When your pet dog whines or cries for your attention, what’s your usual response?
Many pet parents immediately come running to comfort their pups or provide treats. That’s not surprising, considering many of us refer to our dogs as fur babies. However, new research suggests that there may be some science behind why we think of our pups that way.
Researchers found that when you hear your dog’s cries, it may elicit the same feeling as when humans hear a baby’s cry–and perhaps even stronger feelings!
Does A Dog’s Cry Make You Sadder Than A Crying Human Baby?
In collaborative research between the University of Oxford, the University of California, and King’s College of London, researchers found that people, regardless of pet ownership, found dogs’ whines to sound sadder than cats’ meows.
The 500 participants included dog lovers, cat owners, and people with no pets. More interestingly, even cat lovers felt pity when hearing dogs’ distressed sounds.
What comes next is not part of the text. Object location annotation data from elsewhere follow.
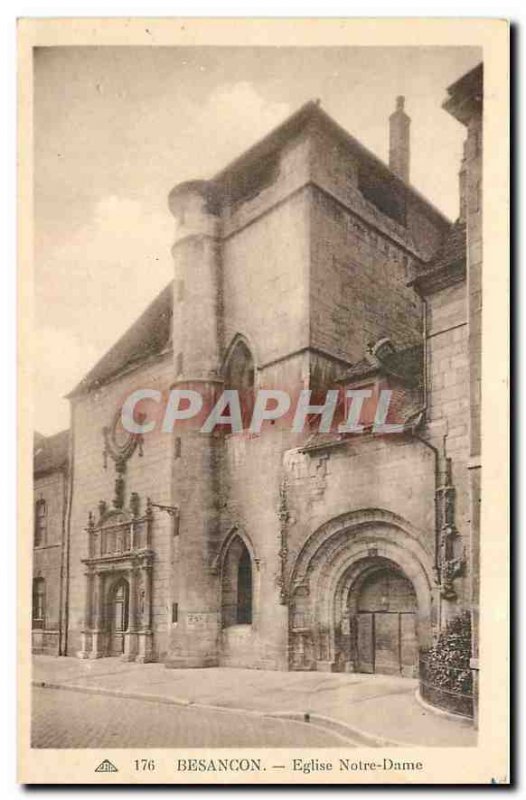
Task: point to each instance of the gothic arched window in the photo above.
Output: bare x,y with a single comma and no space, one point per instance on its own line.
39,602
40,531
237,594
239,374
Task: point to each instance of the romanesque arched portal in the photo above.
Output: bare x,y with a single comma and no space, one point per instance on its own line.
361,596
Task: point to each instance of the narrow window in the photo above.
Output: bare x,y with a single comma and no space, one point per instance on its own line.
244,590
40,523
237,591
179,364
240,375
39,602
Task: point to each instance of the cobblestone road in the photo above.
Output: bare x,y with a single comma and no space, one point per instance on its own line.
75,719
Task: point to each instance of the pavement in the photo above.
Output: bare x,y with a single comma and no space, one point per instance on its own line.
368,710
67,719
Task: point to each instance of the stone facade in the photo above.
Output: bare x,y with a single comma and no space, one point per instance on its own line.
305,264
50,488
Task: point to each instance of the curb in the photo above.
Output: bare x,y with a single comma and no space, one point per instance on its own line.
356,735
466,722
353,735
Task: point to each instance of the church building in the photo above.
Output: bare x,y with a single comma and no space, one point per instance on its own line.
306,263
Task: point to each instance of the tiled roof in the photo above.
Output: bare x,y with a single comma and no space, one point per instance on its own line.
406,364
147,337
450,258
50,452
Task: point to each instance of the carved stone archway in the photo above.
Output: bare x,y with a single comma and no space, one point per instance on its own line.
332,561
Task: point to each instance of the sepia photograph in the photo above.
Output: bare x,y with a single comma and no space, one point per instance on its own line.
256,365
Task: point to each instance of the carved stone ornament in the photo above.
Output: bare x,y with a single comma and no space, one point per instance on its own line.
450,554
120,445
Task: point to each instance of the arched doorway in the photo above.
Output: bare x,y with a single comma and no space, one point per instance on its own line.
382,608
118,616
363,569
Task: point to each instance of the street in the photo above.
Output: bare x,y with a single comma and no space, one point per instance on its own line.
63,718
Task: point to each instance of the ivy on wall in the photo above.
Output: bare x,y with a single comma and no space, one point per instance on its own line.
447,662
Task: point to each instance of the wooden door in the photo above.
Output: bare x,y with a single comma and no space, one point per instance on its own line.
119,617
386,640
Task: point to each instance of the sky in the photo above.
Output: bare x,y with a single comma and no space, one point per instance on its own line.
115,128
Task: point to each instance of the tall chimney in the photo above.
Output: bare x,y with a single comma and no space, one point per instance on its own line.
462,176
399,124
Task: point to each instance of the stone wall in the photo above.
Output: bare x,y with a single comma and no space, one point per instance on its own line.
47,559
448,404
148,475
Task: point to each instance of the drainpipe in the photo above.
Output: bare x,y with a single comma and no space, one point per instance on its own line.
67,536
436,452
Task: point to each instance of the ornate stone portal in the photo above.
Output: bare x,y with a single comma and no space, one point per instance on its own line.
118,593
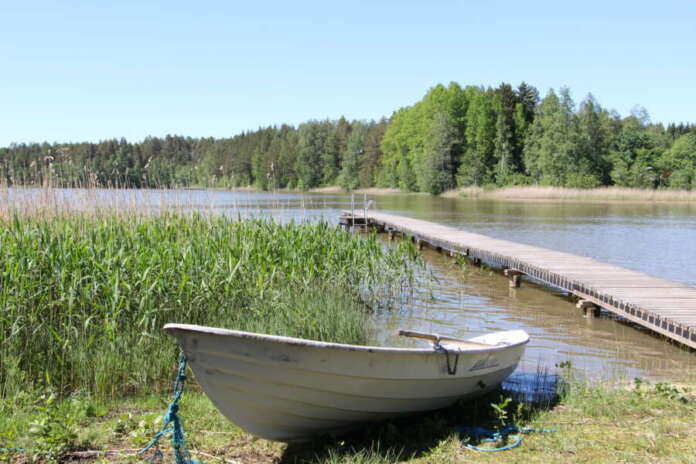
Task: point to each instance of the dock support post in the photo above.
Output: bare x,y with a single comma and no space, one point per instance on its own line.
586,305
514,276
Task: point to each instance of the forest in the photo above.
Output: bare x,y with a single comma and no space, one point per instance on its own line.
453,137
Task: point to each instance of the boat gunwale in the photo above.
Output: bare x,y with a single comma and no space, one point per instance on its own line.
450,346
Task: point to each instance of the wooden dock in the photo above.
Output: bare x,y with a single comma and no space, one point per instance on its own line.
665,307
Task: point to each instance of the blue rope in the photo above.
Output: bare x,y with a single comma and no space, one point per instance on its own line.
172,417
483,435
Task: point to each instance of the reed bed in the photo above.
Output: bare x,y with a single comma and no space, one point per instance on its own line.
83,296
562,193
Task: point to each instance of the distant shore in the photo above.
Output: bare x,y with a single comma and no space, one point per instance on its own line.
519,193
538,193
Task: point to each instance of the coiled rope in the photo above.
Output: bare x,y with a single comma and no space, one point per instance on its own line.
172,423
483,435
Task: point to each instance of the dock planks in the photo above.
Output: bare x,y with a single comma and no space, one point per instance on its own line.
665,307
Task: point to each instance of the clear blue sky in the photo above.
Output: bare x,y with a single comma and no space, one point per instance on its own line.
85,71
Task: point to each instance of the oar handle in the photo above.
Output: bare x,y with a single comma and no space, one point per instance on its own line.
438,338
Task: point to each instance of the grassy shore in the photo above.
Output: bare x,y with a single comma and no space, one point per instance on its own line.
592,423
83,296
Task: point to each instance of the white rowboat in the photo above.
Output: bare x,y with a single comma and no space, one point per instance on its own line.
291,389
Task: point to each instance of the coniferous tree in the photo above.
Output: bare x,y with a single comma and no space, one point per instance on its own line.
438,172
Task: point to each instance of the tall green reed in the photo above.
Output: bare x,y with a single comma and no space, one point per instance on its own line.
83,297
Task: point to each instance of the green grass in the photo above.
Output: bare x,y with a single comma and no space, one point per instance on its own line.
592,422
83,297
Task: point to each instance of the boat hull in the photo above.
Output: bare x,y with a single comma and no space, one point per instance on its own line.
289,389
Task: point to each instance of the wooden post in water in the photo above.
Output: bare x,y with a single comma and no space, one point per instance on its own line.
588,305
514,276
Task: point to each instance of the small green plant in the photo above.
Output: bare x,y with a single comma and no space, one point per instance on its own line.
500,410
54,432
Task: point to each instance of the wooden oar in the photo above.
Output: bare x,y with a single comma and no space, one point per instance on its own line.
438,338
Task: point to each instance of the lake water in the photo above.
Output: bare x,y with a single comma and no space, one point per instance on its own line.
654,238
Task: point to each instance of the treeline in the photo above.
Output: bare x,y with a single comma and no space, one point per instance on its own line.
454,137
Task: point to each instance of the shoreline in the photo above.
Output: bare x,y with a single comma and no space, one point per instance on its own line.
517,194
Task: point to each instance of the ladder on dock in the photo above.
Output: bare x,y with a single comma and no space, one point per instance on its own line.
662,306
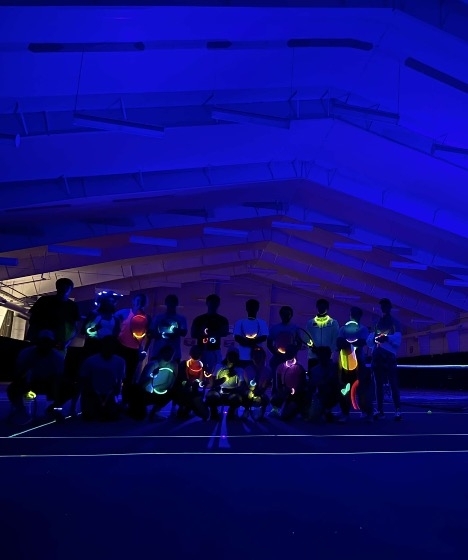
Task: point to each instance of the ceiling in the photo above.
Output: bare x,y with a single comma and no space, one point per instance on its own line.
287,154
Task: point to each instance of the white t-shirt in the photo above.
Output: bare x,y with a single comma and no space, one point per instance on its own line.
249,328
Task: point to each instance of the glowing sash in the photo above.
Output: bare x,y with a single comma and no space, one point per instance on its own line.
139,326
348,357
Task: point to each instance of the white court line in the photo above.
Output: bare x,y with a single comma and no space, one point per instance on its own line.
230,453
246,436
35,428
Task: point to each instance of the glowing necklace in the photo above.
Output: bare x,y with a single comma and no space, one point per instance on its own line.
321,321
190,362
165,390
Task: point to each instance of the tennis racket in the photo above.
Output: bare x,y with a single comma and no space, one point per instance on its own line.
166,328
284,340
250,328
305,338
139,326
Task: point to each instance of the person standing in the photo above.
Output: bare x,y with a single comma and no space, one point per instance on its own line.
208,330
56,313
168,329
323,330
385,342
133,324
355,376
281,336
250,332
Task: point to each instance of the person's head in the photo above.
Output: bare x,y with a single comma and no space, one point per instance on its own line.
166,353
64,286
138,302
45,341
291,351
385,305
323,354
171,301
232,357
195,352
258,356
286,313
106,306
355,314
108,347
252,306
322,306
212,303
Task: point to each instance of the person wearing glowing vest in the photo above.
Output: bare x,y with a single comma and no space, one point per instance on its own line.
291,392
208,330
155,384
133,324
355,377
385,342
280,336
250,332
190,385
323,331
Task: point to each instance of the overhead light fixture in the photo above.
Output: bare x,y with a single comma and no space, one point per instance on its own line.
257,270
408,266
459,283
292,225
240,117
352,246
159,241
395,249
12,139
306,285
72,250
450,149
8,261
214,276
116,125
225,232
335,228
340,109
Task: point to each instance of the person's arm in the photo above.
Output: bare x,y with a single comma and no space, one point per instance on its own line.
271,343
224,331
181,329
195,329
395,338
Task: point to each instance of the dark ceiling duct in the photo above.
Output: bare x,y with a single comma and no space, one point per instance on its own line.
435,74
327,43
84,47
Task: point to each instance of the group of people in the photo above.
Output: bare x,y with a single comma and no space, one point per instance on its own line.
131,361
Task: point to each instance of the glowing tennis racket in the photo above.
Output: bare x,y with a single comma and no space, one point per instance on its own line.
139,326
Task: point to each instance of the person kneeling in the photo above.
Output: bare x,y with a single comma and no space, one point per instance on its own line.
258,380
291,395
227,387
101,377
155,385
189,390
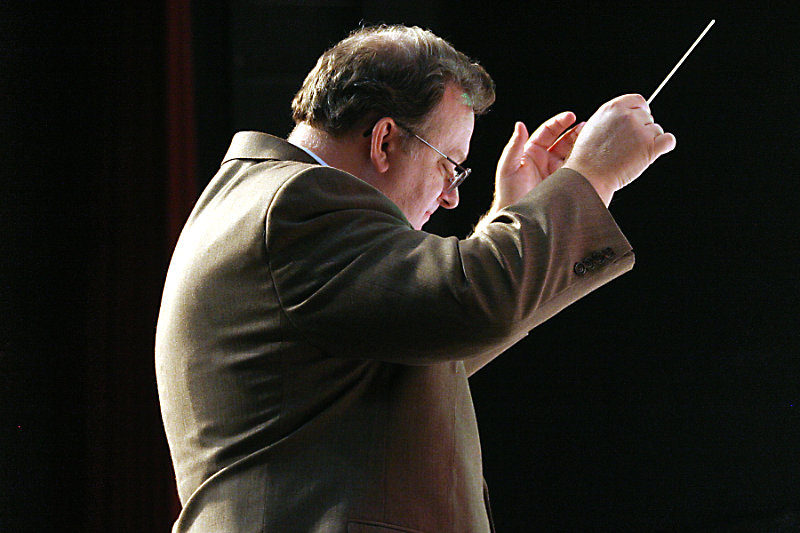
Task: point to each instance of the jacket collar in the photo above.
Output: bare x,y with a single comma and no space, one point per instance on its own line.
257,145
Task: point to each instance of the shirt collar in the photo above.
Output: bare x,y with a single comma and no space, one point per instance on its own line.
312,154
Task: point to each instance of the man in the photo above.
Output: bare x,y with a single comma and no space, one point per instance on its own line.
314,345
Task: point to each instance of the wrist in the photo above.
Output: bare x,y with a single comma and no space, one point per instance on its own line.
603,187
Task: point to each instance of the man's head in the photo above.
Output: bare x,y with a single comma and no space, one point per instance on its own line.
387,71
371,96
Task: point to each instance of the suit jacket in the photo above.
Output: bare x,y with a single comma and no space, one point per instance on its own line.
313,349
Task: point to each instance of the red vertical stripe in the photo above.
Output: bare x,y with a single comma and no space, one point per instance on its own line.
181,137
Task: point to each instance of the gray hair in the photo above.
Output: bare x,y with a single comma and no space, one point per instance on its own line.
387,71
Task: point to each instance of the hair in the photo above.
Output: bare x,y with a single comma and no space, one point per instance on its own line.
387,71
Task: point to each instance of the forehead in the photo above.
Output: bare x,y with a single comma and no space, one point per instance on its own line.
453,123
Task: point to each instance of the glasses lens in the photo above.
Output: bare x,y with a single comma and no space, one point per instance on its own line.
459,178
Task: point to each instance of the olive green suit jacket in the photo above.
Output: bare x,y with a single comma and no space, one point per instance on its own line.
313,350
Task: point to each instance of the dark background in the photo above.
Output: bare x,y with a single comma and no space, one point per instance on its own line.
666,401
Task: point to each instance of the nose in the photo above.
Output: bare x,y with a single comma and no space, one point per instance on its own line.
449,200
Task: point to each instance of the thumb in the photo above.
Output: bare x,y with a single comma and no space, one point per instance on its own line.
665,143
513,151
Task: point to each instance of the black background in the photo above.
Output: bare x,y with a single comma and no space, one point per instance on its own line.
666,401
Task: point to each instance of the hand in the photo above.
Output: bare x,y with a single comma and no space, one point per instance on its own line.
617,144
527,160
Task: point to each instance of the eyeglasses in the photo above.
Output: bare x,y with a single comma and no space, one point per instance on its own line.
461,172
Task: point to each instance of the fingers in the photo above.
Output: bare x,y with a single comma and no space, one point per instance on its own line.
547,134
563,145
514,149
664,143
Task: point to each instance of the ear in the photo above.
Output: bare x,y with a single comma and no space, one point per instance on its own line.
385,136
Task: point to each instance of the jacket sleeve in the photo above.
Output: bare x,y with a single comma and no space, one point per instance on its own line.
356,280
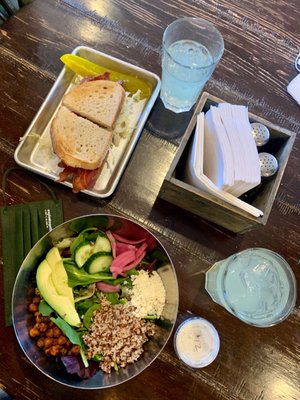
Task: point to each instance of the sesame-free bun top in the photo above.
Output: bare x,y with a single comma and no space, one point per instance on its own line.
78,142
100,101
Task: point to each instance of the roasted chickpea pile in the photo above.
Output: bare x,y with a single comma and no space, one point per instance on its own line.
47,335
Furthermore, the participants who owned pets rated the sound of a dog whimpering to be at least as sad as the sounds of a human baby crying.
“Pet ownership is associated with greater sensitivity to pet distress sounds, and it may be part of the reason why we are willing to spend large amounts of time and resources on our domestic companions,” says Christine Parsons, senior author of the study.
Parsons adds that hearing your pet’s appreciative sound–like joyful barking or purrs for cat lovers–is already a reward on its own.
The study shows that dogs may be more effective in conveying their distress to humans, dog and cat lovers alike. People usually associate dog whines with a desire for activities like walks, food, and quality time.
Perceptions of dogs as dependent and cats as more self-sufficient also fuel this perception. Thus, even cat lovers or those with neutral preferences tend to find dogs’ whines more distressful.
Understanding Empathy For Dogs
The emotions elicited by our dogs’ distress may be a display of high empathy that humans generally feel for dogs. Some people even feel that they’d prefer to save a dog than another person in danger.
An earlier study conducted at the Northeastern University found that more than a third of respondents would save their dog over another person in an accident.
Science explains that we see dogs, in many ways, as babies. They are vulnerable and incapable of protecting themselves. This perception does not change with the dog’s age. While adult dogs may appear more independent than puppies, we think that all dogs still need protecting.